Mechanisms of Action

There is a common misconception that probiotics work solely by replacing or “colonizing” the GIT. The reality is that permanent colonization by probiotic bacteria (at least for lactobacilli and bifidobacteria) does not occur and modification of the microbiota is only one of many potential ways that an ingested probiotic strain can influence human health. Once you realize the breadth of potential actions of probiotics, you can start to appreciate their potential value in a broad range of clinical conditions.

Probiotic strains have demonstrated a wide variety of therapeutic effects, which explains why they can be useful for such a diversity of conditions. Such therapeutic actions include:[1]

Immune modulation????????????????????????????????????????????????????????????????????????????????????

Anti-inflammatory activity

Modification of GIT transit

Induction of oral tolerance

Reduced visceral hypersensitivity

Competition for gastrointestinal or vaginal adhesion sites

Antagonism against potential pathogens

Induction of GIT mucin secretion

Enhanced GIT IgA secretion

Directly attaching to rotaviruses

GIT microbiota modification

Breastmilk microbiota modification

Vaginal microbiota modification

Production of beneficial compounds (e.g., short chain fatty acids)

Alteration of the vaginal, intestinal and colonic milieu

Strengthening of the intestinal barrier

Repair of the intestinal barrier

Chemopreventative effects

Metabolism of cholesterol in the GIT

This discussion again points to the importance of choosing the correct strain that has the action you are wanting when treating a specific health condition. For example, a constipated patient with a long gut transit time would need a strain that speeds up transit time.
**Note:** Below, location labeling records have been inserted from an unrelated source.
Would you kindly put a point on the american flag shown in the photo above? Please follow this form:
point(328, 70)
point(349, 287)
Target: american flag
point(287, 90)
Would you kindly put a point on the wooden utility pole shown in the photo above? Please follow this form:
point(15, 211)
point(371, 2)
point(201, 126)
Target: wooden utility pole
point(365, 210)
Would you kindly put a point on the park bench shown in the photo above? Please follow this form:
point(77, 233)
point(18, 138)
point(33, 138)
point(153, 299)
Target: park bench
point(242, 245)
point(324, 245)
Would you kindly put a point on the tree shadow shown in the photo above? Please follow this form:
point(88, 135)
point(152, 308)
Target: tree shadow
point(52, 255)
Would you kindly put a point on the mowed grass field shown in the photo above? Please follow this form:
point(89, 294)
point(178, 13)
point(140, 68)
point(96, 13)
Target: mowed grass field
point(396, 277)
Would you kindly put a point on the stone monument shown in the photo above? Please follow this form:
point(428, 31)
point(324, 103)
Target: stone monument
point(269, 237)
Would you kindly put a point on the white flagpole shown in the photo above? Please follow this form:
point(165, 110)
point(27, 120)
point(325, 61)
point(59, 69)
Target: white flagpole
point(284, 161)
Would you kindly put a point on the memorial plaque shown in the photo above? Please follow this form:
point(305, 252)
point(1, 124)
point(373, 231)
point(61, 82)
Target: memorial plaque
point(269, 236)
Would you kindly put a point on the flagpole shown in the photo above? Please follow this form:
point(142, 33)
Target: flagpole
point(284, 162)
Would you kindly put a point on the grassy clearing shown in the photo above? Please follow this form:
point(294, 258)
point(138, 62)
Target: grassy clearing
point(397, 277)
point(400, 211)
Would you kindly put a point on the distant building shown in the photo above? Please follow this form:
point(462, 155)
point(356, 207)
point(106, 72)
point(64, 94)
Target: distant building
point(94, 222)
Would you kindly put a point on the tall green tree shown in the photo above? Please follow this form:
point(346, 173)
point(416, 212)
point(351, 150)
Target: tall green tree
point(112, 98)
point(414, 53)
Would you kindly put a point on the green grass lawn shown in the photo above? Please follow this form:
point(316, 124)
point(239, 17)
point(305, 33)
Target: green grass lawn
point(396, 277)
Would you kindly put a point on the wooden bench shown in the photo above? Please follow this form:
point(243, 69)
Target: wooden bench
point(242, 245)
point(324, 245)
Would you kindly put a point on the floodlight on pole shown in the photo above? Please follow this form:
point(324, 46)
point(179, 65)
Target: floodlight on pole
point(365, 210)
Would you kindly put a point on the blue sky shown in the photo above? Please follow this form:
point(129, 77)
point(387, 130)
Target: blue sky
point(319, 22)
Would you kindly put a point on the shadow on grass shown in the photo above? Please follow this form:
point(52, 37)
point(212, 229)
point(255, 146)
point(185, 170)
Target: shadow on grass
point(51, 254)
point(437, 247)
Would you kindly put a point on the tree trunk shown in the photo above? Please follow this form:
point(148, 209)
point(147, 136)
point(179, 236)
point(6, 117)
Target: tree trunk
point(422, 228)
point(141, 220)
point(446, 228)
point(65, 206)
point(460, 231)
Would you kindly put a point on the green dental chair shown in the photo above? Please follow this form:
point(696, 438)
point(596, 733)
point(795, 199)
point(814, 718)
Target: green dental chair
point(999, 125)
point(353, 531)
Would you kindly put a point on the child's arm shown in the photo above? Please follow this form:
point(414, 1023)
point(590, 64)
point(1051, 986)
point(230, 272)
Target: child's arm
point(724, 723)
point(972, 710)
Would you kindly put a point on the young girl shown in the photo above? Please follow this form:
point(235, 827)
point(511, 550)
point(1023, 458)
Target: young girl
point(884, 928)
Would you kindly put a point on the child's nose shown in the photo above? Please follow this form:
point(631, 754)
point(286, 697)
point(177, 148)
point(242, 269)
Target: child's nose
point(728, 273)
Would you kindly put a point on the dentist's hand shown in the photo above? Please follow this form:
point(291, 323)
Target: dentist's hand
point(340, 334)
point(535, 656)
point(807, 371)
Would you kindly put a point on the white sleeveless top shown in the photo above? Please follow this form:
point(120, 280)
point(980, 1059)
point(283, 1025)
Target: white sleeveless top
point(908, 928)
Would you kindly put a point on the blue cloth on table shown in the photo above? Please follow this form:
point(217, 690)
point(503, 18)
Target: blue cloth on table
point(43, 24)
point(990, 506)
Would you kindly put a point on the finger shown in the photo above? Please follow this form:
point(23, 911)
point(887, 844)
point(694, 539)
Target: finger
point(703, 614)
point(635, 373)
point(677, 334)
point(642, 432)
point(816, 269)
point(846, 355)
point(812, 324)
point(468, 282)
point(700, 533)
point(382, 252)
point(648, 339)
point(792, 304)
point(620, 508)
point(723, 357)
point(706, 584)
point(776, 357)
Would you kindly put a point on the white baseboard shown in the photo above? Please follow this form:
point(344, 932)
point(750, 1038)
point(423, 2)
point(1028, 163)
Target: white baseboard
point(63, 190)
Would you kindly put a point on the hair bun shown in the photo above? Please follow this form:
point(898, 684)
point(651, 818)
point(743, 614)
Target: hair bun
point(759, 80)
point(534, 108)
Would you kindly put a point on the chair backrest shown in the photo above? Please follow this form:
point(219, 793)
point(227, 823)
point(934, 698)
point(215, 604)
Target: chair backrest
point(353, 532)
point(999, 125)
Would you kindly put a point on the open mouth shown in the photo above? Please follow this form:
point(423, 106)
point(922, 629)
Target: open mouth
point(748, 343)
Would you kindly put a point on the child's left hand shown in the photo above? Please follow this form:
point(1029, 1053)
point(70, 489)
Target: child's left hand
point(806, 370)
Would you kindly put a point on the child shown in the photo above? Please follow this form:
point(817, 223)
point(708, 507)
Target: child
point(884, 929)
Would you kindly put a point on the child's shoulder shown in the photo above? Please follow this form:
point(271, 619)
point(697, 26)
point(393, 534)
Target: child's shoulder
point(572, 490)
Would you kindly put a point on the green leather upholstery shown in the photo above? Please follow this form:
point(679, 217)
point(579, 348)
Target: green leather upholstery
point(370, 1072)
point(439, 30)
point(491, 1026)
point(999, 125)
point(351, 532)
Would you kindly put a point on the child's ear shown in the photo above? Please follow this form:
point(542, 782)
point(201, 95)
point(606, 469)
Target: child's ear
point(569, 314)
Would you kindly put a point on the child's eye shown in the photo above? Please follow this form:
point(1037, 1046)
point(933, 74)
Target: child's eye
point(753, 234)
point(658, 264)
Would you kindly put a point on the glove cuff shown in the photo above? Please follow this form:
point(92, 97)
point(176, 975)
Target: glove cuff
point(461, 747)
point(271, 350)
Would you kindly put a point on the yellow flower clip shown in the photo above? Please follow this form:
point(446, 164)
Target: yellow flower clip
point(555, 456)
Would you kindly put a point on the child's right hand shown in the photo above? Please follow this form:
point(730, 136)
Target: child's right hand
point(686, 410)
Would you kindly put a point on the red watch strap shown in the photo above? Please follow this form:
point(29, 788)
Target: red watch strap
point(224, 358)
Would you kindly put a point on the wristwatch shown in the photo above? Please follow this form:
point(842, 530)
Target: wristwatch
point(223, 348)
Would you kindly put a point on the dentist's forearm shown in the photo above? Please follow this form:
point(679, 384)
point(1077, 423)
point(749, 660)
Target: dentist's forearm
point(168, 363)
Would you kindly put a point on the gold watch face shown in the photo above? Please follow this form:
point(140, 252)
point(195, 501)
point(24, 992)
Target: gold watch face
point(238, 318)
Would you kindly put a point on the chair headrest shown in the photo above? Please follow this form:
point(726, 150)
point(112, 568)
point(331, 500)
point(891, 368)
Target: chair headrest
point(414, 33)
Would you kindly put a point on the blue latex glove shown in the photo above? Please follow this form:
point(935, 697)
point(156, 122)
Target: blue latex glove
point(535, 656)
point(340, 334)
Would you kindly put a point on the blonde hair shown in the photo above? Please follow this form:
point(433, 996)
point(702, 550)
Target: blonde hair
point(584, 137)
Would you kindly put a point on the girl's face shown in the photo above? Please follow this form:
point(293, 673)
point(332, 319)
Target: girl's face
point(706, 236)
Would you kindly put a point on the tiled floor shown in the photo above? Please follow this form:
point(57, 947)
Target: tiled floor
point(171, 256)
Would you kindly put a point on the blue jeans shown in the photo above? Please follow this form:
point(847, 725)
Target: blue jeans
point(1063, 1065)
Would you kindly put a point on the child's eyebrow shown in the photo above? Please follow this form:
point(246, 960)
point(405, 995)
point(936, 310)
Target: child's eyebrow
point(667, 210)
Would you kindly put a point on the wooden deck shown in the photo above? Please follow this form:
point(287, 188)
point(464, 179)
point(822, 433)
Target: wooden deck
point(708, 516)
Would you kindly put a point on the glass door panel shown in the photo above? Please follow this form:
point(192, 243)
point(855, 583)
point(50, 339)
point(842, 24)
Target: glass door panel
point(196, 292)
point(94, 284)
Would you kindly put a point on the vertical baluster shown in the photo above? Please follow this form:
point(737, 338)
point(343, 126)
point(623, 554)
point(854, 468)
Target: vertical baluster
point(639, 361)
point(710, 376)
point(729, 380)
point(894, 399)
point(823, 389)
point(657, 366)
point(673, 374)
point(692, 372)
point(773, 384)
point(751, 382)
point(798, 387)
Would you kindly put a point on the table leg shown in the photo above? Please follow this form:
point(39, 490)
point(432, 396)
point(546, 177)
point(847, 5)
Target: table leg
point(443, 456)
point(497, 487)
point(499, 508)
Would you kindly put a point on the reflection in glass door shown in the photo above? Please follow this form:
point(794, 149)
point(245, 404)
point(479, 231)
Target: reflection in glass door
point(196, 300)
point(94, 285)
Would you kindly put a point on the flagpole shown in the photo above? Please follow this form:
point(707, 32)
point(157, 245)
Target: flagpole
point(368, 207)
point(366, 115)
Or a patient with vaginal candidiasis would need a strain with proven anti-Candida actions and a capacity to temporarily colonize the vagina.

Unfortunately, no one strain demonstrates all the therapeutic actions highlighted above – they are not a “one strain fits all” or “one supplement fits all” proposition. Hence, clinicians will need to have a number of different probiotic strains at their disposal to accommodate the breadth of presentations they’ll see in practice.

 

1. Hawrelak, J., Probiotics, in Herbs & Natural Supplements: An Evidence-based Guide. , L.A. Braun and M. Cohen, Editors. 2015, Elsevier: Sydney. p. 771-795.